Viewed as a pariah by many, Kyrie Irving knows a thing or two about having his life play out in the public eye, weathering countless controversies in becoming one of sports’ most polarizing figures, expressing outspoken views on everything from flat-earth conspiracy theories to COVID vaccination. Irving’s open defiance, framing himself as a martyr for causes he cares about, has a tendency to ruffle feathers, complicating his legacy as one of the most skilled players the NBA has ever produced.
So, in that sense, Irving can relate to Ja Morant’s current predicament, putting his career and reputation at risk with repeated missteps, none more troubling than his reckless behavior at a Denver strip club, flashing a gun (which he claims wasn’t his) in a drunken livestream shared to his Instagram account earlier this month.
Morant, who is nearing the end of an eight-game suspension handed down by commissioner Adam Silver (he’s eligible to resume practicing Tuesday with an eye toward returning Wednesday night against Houston), has done and said the right things since his scandal broke, admitting to making “bad decisions” in an interview with Jalen Rose while profusely apologizing to teammates for bringing unwelcome “negativity” to the Grizzlies organization. It’s unclear how fans will receive him upon his return, though Irving, who was seen embracing Morant after the Mavericks’ win Monday night in Memphis, thinks Ja deserves our empathy, lamenting the “overload of judgment” cast by members of the mainstream media.
“I don’t want to assume anything by every media member, but that’s just the way it seems for me and my perspective, which is there was an overload of judgment on Ja,” opined Irving, as transcribed by Joe Vardon of The Athletic. “There’s a real human being dealing with emotion. I care about that aspect. That’s where I’m putting my energy.”

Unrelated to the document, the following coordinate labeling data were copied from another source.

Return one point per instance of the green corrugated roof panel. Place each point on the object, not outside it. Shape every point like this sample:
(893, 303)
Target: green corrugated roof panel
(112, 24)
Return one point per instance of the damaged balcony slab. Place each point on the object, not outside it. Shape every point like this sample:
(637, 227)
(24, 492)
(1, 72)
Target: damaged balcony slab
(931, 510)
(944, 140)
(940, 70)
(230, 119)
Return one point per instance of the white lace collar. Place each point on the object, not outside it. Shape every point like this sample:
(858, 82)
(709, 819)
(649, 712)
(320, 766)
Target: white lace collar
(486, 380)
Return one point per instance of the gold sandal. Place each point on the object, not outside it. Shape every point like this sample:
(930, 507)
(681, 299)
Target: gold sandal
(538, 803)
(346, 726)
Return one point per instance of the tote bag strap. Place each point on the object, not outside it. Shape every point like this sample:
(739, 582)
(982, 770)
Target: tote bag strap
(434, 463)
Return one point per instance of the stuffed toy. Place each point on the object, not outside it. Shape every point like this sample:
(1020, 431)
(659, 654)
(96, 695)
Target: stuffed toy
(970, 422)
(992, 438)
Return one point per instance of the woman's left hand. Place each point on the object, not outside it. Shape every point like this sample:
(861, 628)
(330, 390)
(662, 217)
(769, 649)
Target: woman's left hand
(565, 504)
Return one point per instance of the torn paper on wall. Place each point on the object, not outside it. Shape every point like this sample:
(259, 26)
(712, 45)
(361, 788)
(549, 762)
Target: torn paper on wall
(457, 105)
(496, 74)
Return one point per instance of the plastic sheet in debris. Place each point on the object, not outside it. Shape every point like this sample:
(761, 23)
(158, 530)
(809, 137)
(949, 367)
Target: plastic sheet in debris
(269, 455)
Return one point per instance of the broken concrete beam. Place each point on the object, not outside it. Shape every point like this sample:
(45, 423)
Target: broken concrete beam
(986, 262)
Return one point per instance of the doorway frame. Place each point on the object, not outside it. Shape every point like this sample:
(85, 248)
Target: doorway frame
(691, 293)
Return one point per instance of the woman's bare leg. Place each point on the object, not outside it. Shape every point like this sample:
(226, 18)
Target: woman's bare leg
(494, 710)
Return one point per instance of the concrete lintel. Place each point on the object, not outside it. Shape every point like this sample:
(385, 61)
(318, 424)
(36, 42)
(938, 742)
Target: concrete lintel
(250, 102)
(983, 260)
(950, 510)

Morant isn’t the first and surely won’t be the last hoops prodigy to struggle with his newfound celebrity, overwhelmed by a meteoric rise to fame and more money than he could ever spend. Still, even if you’re of Charles Barkley’s belief that star athletes aren’t obligated to appear as role models for younger fans, Morant’s actions demand some level of accountability, with the past few weeks serving as a needed wakeup call for a talented albeit volatile 23-year-old who, if he can avoid further damage to his public image, would seem to have a bright future ahead of him.
“I believe any hardship in life builds character,” said Irving. “I was happy to see him out there today. And I just want him to make it through. He has a long career ahead of him. I don’t think anybody should be controlling [the narrative] but him.”